セッション9 教典
「はいはーい」
受付嬢が取り出したのは一冊のハードカバー本だ。ステファが受け取り、今度はそれを僕に渡す。
「はい、プレゼントです!」
「悪いな。お礼をするっつって付いて来たのに奢って貰っちまうとは」
「いえ、これで私の一日一善のノルマも達成できましたので。ウィン・ウィンです! えへ、えへへ……えへへ……」
「……そうか。心底難儀な体質だな、お前」
本当に発狂しているんじゃなかろうな、こいつ。
「んで、これが冒険者の証か?」
「はい。これが魔導書『
ステファから渡されたこの本は冒険者の身分証明書にして必須アイテムだ。自分の能力や装備品の確認、スキルの習得、アイテムの収納、他冒険者との通信など冒険者に必要な機能がこれ一冊に全て入っている。
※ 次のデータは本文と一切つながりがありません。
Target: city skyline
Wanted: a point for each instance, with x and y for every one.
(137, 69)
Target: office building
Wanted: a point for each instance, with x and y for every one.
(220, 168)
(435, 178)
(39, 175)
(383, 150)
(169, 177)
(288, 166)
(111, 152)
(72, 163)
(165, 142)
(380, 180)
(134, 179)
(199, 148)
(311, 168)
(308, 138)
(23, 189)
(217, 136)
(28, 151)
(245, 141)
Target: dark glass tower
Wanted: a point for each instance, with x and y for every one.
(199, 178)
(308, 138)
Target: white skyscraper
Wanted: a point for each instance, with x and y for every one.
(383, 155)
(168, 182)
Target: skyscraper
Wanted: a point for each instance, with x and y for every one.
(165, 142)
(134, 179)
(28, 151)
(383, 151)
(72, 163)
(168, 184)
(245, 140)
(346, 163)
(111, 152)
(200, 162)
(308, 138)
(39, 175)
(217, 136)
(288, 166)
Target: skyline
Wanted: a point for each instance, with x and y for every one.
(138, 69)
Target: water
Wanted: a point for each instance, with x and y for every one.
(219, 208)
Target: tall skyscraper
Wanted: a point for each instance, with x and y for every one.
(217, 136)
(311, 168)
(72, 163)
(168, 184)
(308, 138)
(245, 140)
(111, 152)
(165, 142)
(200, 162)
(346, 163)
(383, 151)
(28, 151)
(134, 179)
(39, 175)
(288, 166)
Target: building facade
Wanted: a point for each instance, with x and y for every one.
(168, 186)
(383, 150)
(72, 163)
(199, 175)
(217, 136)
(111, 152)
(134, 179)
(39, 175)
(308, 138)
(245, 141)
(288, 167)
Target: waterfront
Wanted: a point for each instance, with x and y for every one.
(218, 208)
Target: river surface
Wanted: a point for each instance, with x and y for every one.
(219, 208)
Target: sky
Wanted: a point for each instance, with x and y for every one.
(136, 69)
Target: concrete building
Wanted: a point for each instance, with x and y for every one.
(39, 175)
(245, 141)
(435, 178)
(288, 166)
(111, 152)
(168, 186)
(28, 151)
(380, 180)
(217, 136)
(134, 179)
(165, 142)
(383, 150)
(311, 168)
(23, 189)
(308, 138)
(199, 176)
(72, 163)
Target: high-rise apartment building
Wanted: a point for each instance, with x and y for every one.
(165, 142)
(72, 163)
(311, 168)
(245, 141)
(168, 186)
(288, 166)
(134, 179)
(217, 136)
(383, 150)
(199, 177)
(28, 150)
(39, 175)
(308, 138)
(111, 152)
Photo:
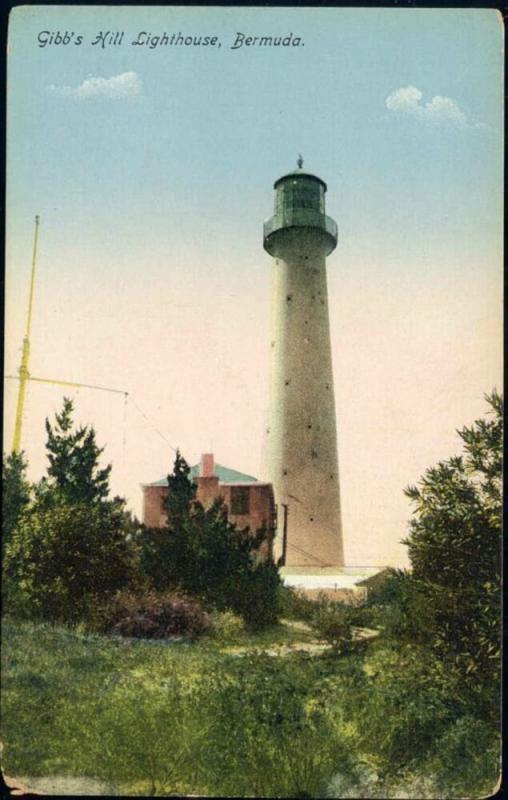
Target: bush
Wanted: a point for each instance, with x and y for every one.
(333, 622)
(62, 563)
(155, 616)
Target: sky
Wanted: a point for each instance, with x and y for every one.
(152, 170)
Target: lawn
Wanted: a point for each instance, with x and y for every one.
(195, 718)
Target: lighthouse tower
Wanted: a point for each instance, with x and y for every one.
(301, 437)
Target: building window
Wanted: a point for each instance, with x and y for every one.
(239, 499)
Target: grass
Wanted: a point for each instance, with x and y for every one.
(155, 718)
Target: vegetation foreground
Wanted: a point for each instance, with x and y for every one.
(192, 718)
(160, 662)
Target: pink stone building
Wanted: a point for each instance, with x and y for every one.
(249, 502)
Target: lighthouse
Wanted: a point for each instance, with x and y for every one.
(301, 436)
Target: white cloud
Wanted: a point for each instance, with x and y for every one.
(408, 100)
(128, 84)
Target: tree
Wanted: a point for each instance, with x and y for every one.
(64, 562)
(73, 474)
(16, 493)
(454, 546)
(202, 553)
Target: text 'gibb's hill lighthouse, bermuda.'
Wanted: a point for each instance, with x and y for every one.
(301, 437)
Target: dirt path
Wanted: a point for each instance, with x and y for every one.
(313, 647)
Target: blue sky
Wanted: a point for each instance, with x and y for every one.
(152, 183)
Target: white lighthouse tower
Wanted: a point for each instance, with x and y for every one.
(301, 437)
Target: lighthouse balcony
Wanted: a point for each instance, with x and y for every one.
(299, 218)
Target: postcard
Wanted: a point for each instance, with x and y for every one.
(253, 422)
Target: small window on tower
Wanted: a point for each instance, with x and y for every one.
(239, 499)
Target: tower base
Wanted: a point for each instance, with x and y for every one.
(345, 584)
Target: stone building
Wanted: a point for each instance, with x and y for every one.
(249, 502)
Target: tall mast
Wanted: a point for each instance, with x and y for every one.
(24, 373)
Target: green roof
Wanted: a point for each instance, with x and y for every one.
(224, 474)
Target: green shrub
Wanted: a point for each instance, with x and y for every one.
(226, 625)
(155, 616)
(332, 622)
(64, 562)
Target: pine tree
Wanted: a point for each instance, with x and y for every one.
(73, 474)
(202, 553)
(454, 546)
(16, 493)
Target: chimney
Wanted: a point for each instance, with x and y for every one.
(207, 469)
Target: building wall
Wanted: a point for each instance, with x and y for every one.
(261, 506)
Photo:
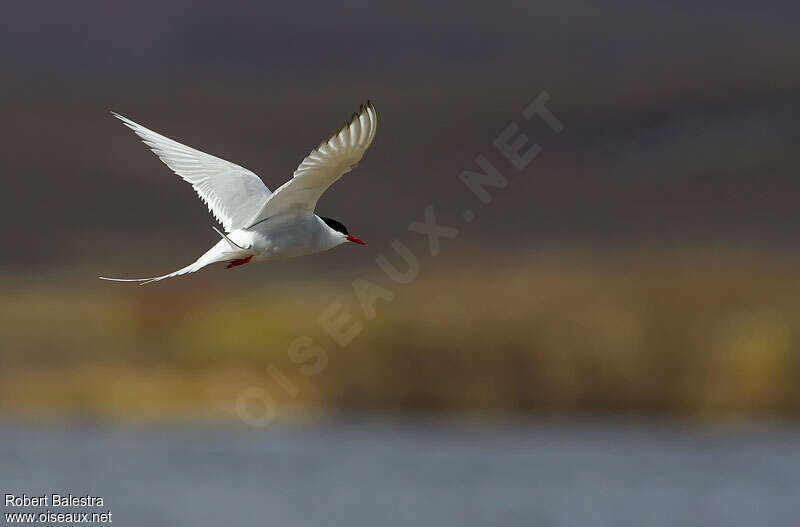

アイテムの収納スペースは冒険者ランク(依頼の成功数に応じてランクが上がる)に比例する。ステファの冒険者ランクは最低のEなので、あまり多くのアイテムを持ち運べない。そこで荷物持ちの僕の出番という訳だ。
「……どれどれ……」
早速、本を開いてみる。僕の情報は一ページ目に記載されていた。手に取っただけで、こんなにもパッと僕の情報が載るなんて便利過ぎる本だ。誰が考案して、誰が開発したんだろう。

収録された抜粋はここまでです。